O sul do país na África Ocidental é predominantemente cristão; o norte é predominantemente muçulmano. Mösch observa que a sharia também foi aplicada no direito penal por cerca de 20 anos em muitos estados do norte da Nigéria, e o mesmo se aplica a Kano, onde Farouq mora.
Também é controverso na Nigéria se a Constituição o permite. “Isso é tolerado e, como resultado, vemos repetidamente veredictos muito severos de tribunais locais da Sharia que geralmente são revogados em tribunais superiores, o mais tardar quando os casos chegam ao sistema de justiça nacional”, disse Mösch, acrescentando que aqueles as sentenças quase nunca são cumpridas. aplicado.
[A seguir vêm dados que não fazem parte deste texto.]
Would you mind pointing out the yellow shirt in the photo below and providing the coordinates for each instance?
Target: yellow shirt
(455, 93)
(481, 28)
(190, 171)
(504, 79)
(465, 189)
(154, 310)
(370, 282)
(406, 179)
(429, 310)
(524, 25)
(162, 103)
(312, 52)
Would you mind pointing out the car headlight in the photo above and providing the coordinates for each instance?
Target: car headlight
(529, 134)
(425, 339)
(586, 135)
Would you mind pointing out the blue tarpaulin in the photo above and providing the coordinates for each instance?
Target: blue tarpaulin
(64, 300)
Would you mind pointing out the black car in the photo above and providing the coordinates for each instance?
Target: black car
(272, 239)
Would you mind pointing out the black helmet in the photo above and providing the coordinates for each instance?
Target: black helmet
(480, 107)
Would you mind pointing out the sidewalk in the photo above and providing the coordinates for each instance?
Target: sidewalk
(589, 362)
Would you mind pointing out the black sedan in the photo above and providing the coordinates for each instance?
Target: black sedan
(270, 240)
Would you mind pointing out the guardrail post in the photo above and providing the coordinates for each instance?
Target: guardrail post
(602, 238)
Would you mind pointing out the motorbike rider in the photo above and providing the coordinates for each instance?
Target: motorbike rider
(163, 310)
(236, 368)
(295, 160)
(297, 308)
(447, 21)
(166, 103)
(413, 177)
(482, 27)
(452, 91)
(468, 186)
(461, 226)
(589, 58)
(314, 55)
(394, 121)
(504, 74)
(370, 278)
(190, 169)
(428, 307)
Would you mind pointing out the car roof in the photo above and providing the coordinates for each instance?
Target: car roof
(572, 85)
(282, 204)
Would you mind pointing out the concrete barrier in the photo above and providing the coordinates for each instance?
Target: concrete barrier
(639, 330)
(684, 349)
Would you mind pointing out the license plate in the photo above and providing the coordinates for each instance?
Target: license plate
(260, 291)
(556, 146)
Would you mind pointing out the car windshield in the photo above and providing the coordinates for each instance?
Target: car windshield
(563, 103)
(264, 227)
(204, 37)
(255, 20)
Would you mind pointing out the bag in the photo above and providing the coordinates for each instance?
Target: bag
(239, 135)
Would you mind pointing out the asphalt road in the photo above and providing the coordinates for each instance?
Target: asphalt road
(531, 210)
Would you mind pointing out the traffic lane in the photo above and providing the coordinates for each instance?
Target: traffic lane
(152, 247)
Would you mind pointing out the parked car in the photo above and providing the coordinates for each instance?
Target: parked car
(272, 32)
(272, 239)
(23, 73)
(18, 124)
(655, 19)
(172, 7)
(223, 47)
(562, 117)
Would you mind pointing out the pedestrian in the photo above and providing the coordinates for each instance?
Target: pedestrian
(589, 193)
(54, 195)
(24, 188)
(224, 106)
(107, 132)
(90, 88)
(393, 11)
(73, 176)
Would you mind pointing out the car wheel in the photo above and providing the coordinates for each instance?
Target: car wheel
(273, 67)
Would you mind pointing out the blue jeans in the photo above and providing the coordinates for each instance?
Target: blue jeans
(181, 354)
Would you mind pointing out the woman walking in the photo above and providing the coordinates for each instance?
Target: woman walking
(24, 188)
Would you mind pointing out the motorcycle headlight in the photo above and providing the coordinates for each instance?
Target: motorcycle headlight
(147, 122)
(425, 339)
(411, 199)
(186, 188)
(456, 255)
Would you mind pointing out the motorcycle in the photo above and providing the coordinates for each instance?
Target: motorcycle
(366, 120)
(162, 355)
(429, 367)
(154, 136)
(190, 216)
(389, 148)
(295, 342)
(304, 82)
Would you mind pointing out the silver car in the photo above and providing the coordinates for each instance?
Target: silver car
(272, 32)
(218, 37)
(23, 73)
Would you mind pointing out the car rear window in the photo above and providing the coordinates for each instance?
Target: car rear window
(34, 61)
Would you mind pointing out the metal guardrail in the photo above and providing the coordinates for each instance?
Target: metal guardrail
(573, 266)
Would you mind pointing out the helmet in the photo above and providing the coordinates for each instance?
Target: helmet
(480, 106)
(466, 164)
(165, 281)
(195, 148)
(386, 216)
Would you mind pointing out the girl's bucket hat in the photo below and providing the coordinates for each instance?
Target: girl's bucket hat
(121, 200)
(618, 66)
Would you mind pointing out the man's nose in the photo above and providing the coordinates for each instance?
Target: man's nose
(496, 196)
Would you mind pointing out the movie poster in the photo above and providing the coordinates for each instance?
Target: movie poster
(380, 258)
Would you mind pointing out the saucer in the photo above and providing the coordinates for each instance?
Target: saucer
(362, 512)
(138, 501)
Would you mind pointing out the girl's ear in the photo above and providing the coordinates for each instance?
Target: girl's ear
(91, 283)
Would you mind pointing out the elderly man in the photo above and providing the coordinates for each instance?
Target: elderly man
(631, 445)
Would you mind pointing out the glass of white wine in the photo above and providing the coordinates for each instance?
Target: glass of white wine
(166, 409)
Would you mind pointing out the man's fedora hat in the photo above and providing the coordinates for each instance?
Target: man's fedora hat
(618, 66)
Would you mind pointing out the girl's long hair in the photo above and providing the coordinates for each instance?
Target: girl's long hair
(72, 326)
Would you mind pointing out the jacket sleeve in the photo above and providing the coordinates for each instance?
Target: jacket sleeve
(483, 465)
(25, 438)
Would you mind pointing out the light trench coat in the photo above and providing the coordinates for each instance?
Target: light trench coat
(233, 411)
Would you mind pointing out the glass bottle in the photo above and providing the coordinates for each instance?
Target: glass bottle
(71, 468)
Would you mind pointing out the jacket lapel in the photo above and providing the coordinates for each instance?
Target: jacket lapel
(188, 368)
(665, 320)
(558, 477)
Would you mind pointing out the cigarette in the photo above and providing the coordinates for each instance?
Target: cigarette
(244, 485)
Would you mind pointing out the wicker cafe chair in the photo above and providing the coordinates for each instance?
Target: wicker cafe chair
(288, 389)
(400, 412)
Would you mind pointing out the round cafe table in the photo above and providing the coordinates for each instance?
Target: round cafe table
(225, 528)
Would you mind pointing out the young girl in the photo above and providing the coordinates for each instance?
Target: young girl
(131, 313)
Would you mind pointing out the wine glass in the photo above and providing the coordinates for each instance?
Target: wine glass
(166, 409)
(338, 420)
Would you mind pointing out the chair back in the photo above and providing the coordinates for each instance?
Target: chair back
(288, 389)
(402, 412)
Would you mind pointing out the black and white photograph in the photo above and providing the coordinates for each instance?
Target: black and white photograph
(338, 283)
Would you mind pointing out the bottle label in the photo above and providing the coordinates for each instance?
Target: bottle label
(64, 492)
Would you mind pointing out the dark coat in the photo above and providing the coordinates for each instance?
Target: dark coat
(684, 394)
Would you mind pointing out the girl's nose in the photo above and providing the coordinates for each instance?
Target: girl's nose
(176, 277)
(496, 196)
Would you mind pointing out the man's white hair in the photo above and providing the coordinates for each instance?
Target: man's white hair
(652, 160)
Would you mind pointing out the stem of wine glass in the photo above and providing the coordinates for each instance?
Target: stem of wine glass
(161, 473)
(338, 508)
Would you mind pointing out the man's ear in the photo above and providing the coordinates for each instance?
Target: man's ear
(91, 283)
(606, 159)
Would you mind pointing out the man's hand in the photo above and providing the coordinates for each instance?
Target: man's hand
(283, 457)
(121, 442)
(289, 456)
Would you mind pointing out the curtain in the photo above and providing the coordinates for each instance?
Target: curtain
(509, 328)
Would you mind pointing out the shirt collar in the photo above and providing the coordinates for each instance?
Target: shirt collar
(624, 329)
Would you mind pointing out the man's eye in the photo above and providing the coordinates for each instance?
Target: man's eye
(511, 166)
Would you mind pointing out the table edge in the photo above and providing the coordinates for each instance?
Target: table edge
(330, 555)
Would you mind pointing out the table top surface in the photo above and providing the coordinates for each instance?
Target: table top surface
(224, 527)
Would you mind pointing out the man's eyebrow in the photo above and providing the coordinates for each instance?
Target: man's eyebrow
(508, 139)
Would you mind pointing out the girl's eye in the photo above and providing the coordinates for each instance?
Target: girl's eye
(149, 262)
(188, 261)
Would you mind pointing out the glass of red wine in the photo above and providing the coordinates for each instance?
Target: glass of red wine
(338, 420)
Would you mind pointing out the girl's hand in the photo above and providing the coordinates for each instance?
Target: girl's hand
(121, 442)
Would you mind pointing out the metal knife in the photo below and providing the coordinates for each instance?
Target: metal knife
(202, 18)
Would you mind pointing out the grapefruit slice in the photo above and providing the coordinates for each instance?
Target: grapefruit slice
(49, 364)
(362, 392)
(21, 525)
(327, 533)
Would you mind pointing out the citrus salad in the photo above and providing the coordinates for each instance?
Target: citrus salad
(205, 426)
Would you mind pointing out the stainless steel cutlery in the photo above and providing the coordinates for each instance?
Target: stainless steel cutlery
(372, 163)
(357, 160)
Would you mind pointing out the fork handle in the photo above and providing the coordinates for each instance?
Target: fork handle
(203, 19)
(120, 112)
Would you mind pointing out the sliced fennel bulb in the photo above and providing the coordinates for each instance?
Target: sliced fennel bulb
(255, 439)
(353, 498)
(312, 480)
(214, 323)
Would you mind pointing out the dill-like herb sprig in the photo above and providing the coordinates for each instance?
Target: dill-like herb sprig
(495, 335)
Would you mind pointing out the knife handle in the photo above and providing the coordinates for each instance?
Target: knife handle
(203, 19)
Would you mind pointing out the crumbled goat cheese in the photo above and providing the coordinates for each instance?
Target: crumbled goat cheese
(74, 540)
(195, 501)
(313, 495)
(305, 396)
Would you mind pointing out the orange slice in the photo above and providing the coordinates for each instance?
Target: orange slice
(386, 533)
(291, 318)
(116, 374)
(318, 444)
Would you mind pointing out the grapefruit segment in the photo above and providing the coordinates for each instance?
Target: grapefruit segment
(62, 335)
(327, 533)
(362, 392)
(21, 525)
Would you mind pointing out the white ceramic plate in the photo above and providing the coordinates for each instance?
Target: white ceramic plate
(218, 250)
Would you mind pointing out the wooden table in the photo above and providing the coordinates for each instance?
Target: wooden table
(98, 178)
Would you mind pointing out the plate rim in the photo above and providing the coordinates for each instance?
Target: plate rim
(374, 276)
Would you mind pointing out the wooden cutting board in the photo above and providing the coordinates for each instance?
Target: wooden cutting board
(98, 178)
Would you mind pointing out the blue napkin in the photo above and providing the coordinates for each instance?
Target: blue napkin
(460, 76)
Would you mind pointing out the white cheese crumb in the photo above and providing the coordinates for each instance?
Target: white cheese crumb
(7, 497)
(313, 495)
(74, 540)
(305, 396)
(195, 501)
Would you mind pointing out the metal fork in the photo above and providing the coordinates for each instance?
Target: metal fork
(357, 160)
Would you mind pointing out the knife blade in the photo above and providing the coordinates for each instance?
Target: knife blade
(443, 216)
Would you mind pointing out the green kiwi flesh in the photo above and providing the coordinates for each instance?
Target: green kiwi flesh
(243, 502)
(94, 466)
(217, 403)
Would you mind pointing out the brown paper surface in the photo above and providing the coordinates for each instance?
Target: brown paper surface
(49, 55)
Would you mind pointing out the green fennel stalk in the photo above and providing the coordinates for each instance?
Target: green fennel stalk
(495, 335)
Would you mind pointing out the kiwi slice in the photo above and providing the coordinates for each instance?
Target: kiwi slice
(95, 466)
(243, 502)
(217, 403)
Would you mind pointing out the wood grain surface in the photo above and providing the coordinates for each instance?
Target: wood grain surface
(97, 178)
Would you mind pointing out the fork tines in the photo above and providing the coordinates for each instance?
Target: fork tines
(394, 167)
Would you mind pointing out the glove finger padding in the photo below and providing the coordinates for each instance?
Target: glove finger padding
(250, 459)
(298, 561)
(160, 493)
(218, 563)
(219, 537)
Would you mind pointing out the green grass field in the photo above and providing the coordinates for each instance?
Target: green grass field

Mösch está convencido de que a solidariedade internacional, como a iniciativa polonesa, é percebida na Nigéria e que no final também pode contribuir para que os casos sejam levados a níveis superiores ou mesmo encerrados.
Omar Farouq e outro menino condenado à morte por blasfêmia estão atualmente sob custódia, relata um repórter da DW em Kano. Se Farouq tivesse que cumprir todas as suas penas de prisão, ele não seria libertado até os 23 anos.
“Se sobrevivesse, seria um cadáver vivo”, teme Cywiński. “Ele seria livre como alguém que teve sua infância e juventude roubadas. Ele seria uma ruína humana.” O diretor também planeja arrecadar dinheiro para financiar a educação de Farouq assim que o menino for perdoado.